All Minnesotans 16 and older will be eligible to sign up for a COVID-19 vaccine appointment starting Tuesday, Gov. Tim Walz announced Wednesday
Why it matters: It's coming at a critical time in our quest to return to pre-pandemic life. While hospitalizations and deaths remain down, cases are rising, especially among young people.
Driving the news: A big increase in supply is expected early next month, allowing the state to drastically expand eligibility.
- "The good news is there’s going to be enough vaccine for everyone who wants it much faster than we thought," MDH Commissioner Jan Malcolm told reporters.
- Officials say we need to vaccinate as many people as we can ASAP to stay ahead of the variants.
The catch: Just because you're eligible, doesn't mean you'll get an appointment immediately. The state expects about 300,000 doses a week by early April, but still needs to vaccinate millions of adults.
- The Walz administration is still "directing providers to prioritize vaccine appointments for older Minnesotans, those with underlying health conditions and those in frontline jobs."
- The result? Expect a mad dash for available appointments come Tuesday.
How to get your shot: If you have a health care provider, make sure your contact and personal information are up to date so they can reach you when appointments open up.
- You can also sign up for the state's Vaccine Connector, visit the Vaccine Spotter website or join a "Vaccine Hunter" Facebook group.

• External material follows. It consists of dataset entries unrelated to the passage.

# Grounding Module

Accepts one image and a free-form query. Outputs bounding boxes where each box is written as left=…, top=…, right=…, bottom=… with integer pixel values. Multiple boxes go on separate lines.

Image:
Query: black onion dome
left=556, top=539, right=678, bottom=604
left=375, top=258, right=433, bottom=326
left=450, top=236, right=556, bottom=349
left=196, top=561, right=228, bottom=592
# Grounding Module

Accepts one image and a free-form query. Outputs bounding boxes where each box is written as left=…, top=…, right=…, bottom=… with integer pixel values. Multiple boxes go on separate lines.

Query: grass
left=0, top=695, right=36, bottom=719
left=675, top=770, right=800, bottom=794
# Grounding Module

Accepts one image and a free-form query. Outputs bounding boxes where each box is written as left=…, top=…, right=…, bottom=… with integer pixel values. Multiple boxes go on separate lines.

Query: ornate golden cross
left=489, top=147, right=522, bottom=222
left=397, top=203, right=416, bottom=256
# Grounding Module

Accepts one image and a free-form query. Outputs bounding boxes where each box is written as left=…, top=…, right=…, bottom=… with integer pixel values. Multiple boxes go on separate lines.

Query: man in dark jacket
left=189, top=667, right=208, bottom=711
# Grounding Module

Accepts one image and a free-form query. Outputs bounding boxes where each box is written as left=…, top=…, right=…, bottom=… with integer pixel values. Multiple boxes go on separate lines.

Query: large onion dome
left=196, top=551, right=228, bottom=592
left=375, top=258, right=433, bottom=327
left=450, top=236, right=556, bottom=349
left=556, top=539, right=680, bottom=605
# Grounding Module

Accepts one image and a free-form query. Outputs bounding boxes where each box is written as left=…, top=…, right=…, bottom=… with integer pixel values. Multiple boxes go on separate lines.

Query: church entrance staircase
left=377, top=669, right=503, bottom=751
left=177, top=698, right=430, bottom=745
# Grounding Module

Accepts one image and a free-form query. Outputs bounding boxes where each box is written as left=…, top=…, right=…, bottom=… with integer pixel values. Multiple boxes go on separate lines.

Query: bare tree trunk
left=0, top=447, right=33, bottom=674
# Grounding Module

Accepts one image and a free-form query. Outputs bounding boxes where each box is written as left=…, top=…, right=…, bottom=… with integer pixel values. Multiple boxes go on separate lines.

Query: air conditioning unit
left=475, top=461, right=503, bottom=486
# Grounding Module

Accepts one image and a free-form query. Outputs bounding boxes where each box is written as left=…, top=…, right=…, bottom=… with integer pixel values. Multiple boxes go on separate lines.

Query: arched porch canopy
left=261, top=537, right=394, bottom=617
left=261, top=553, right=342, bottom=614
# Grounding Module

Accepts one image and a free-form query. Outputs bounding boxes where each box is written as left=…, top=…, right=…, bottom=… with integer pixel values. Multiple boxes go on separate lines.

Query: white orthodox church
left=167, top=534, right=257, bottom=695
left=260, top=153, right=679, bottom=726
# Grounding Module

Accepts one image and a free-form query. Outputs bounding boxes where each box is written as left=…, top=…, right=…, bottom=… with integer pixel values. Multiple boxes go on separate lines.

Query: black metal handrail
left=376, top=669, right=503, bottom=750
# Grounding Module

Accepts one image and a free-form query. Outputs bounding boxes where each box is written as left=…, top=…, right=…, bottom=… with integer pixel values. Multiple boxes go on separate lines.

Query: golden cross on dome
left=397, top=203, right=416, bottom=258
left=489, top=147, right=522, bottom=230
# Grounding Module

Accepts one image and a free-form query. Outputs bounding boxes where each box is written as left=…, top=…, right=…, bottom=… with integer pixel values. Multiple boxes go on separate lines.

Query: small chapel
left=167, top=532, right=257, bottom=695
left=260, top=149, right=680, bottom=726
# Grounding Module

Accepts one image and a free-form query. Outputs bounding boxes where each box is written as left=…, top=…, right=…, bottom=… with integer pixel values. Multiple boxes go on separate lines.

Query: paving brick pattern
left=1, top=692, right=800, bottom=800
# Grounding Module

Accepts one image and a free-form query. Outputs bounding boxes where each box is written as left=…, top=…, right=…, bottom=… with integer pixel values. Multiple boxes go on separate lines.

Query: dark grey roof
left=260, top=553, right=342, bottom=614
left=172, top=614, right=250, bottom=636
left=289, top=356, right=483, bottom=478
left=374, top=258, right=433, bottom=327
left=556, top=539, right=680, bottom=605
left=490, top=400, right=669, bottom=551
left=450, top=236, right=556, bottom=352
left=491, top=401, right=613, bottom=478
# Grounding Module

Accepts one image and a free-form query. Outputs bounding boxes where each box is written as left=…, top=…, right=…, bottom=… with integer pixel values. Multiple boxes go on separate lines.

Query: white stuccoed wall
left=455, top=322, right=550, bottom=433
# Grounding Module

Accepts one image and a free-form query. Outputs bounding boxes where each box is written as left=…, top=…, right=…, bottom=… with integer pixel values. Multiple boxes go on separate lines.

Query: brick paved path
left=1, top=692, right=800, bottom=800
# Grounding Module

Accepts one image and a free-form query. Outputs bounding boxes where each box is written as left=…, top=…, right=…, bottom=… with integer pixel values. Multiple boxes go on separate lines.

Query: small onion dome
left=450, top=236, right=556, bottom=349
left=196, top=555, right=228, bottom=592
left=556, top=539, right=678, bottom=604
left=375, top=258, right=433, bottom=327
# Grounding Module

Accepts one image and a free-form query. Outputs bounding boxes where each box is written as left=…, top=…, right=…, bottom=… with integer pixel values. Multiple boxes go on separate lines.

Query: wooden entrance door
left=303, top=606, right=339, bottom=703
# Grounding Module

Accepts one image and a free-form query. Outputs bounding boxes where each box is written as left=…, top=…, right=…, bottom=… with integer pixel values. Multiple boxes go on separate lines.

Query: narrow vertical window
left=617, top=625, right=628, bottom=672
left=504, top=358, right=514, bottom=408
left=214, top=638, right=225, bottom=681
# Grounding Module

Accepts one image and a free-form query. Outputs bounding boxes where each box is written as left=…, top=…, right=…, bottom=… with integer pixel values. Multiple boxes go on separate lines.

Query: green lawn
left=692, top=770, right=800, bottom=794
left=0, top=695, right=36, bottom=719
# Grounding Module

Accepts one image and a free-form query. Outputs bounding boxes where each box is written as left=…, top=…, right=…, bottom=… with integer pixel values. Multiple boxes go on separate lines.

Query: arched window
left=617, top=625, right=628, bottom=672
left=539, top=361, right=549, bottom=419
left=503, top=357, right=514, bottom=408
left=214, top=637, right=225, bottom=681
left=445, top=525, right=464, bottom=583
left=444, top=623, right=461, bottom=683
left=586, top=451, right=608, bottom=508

The bottom line: The vaccines are working remarkably well — just .01% of the 800,000 fully vaccinated Minnesotans have reported contracting the virus. None of them died.
- If all continues to go well, big summer BBQs, hugs and, dare we suggest, the State Fair could (safely) be back in action.
This story first appeared in the Axios Twin Cities newsletter, designed to help readers get smarter, faster on the most consequential news unfolding in their own backyard.
Correction: An earlier version of this story misstated the percentage of Minnesotans who have tested positive for the virus after getting both vaccine doses.